Yani faşist, siyaset meydanına partisiz ve milissiz çıktı mı, mayını da faşisti de gider, tek başına “serseri” olarak kalabilir!
Bastırın çocuklar!
Yeni bir 1968 kuşağı yetişiyor. Koronavirüsten hiç korkmadan milyonlarıyla sokağı dolduruyorlar. Devrimci İşçi Partisi, solun büyük bölümünden farklı olarak eve kapanma politikasına meydan okuduğunda, evde kalamayanlarla birlikte sokaklara çıkınca kim bilir ne çok solcu rahatsız olmuştur. Şimdi hepsi Amerikan halkının ağzında maskesi, kalabalıklar içinde sokakları doldurmasını hayranlıkla seyrediyor! Tarih bu konuda da kimin haklı olduğunu, hem de bu sefer erkenden kanıtladı! Şimdi Amerika’ya, Britanya, Almanya, Avustralya ve birçok başka ülkenin halkı da katıldı! George Floyd gibi ölmek istemiyorsanız, Trump’ım elinde hayatını yitiren 100 binden fazla Amerikalı gibi ölmek istemiyorsanız, hayat eve sığmaz!
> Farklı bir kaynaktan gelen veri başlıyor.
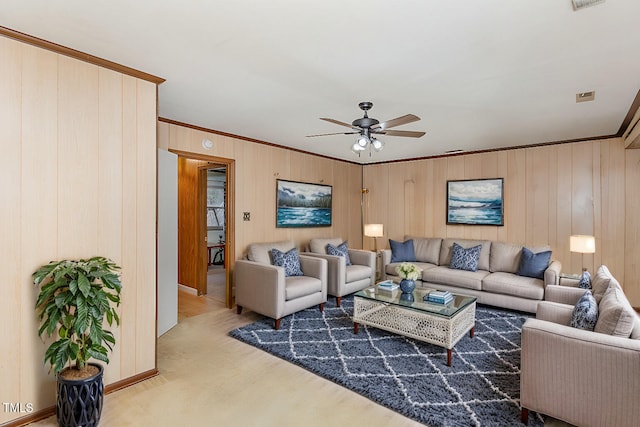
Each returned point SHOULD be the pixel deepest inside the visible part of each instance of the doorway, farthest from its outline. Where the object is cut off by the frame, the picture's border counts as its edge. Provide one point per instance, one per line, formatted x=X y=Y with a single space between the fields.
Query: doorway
x=205 y=223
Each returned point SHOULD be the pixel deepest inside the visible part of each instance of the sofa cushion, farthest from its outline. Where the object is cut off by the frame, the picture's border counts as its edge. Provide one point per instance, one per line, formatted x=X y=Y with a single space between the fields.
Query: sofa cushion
x=533 y=264
x=319 y=245
x=446 y=250
x=459 y=278
x=287 y=260
x=465 y=259
x=601 y=281
x=615 y=315
x=426 y=249
x=504 y=257
x=402 y=251
x=512 y=284
x=585 y=280
x=300 y=286
x=357 y=272
x=390 y=269
x=261 y=252
x=341 y=250
x=585 y=312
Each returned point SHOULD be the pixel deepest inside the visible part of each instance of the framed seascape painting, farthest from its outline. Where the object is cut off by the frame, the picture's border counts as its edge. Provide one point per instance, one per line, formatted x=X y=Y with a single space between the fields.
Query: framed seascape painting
x=300 y=204
x=475 y=202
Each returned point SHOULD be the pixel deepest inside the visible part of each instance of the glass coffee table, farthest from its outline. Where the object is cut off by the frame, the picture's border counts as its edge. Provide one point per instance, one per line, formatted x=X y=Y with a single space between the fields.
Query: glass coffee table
x=408 y=315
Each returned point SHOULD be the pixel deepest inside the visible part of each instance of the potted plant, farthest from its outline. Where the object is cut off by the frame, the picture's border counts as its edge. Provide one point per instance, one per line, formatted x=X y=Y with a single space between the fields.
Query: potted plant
x=409 y=273
x=74 y=298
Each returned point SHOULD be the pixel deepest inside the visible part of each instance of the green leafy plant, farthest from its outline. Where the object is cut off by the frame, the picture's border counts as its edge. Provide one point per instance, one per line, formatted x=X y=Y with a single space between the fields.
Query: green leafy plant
x=75 y=296
x=409 y=271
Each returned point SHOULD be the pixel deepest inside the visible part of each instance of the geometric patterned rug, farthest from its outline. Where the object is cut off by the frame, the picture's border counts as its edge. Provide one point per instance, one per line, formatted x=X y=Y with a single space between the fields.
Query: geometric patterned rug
x=481 y=388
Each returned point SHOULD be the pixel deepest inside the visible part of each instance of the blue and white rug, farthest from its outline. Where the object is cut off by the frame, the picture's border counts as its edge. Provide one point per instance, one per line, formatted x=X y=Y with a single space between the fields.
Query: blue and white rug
x=481 y=388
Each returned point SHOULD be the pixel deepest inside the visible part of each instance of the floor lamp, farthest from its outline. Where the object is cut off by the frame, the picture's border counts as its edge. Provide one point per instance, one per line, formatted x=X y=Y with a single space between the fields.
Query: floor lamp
x=375 y=231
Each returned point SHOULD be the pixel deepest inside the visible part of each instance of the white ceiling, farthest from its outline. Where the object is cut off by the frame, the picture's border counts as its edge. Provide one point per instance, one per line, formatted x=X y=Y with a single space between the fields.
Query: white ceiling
x=480 y=74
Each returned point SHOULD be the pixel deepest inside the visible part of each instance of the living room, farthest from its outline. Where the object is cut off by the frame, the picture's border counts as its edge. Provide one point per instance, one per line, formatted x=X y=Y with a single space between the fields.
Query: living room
x=587 y=186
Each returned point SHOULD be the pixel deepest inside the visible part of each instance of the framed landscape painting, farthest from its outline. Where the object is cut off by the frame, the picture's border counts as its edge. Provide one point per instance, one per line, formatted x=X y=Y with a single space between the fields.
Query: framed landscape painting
x=475 y=202
x=300 y=204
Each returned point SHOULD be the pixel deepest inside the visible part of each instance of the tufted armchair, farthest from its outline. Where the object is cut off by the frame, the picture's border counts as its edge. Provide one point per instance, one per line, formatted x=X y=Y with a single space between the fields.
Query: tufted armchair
x=264 y=288
x=343 y=279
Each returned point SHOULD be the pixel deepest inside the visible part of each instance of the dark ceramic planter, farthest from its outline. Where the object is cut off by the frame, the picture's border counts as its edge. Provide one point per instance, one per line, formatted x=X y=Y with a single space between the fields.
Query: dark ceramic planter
x=79 y=402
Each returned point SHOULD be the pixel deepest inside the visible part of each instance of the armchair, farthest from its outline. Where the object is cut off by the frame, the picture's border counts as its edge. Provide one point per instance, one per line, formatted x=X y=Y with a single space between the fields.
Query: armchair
x=582 y=377
x=265 y=289
x=343 y=279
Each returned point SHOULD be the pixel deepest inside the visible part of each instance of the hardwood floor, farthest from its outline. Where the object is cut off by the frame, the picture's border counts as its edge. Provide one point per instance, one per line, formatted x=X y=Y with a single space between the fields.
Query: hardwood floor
x=207 y=378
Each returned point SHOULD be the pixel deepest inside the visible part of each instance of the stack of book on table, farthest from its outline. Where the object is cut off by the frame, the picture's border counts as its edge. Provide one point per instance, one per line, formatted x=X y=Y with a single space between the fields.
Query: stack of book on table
x=388 y=285
x=439 y=297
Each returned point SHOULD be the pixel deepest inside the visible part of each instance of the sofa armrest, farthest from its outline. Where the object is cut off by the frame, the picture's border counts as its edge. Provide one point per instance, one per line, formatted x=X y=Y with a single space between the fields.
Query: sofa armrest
x=552 y=273
x=563 y=294
x=260 y=287
x=581 y=377
x=555 y=312
x=314 y=267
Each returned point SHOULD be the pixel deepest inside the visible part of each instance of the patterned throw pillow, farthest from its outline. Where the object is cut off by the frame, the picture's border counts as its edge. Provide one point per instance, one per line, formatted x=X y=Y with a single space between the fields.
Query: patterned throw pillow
x=533 y=265
x=341 y=250
x=289 y=260
x=465 y=259
x=585 y=312
x=585 y=280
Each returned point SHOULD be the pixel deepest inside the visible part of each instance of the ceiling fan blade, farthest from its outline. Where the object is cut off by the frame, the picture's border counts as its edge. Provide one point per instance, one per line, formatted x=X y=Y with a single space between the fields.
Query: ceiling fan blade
x=409 y=133
x=403 y=120
x=337 y=122
x=335 y=133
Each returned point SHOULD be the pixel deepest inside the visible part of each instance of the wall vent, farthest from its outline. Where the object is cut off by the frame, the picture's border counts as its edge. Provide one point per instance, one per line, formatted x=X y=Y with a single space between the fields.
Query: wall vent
x=581 y=4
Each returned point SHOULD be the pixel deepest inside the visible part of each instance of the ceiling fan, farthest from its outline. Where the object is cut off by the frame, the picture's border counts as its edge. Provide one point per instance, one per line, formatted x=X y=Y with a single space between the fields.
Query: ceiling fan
x=368 y=127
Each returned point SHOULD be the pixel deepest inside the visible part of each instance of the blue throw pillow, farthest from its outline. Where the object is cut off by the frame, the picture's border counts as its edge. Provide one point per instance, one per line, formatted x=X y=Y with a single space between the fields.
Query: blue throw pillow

Tablo ortada!
Evet, yeni bir 1968 kuşağı yetişiyor ama hemen rahatlamayalım. Bu kuşağın daha siyasi olarak alması gereken çok ders var. Polis ve asker karşısında teslim olmuş gibi ellerini kaldırmış yürüyen bir kuşak bu. Ama öğrenecekler. Ve o zaman dünya sarsılacak. Cumhuriyetçi Partisi, Demokrat Partisi, serseri mayın faşisti, siyahinin boynuna çökeniyle, diz çöküp sözde dayanışma gösteren polisiyle güvenszilik güçleri, hepsi onların olsun. Amerika’ya bir İşçi Partisi gerek. Amerika’ya Marksizm gerek. Amerika’ya işçi sınıfı ile ezilenlerin bir ittifakı gerek.
Trump’ın faşizan politikaları şimdilik bozguna uğradı. Bastırın çocuklar! Şair altmış yıl önce bizim memleket için söylemiş ama şimdi de Amerika için geçerli: Derlenip dürülmesin bayraklar! Bu kavga faşizme karşı, bu kavga hürriyet kavgasıdır!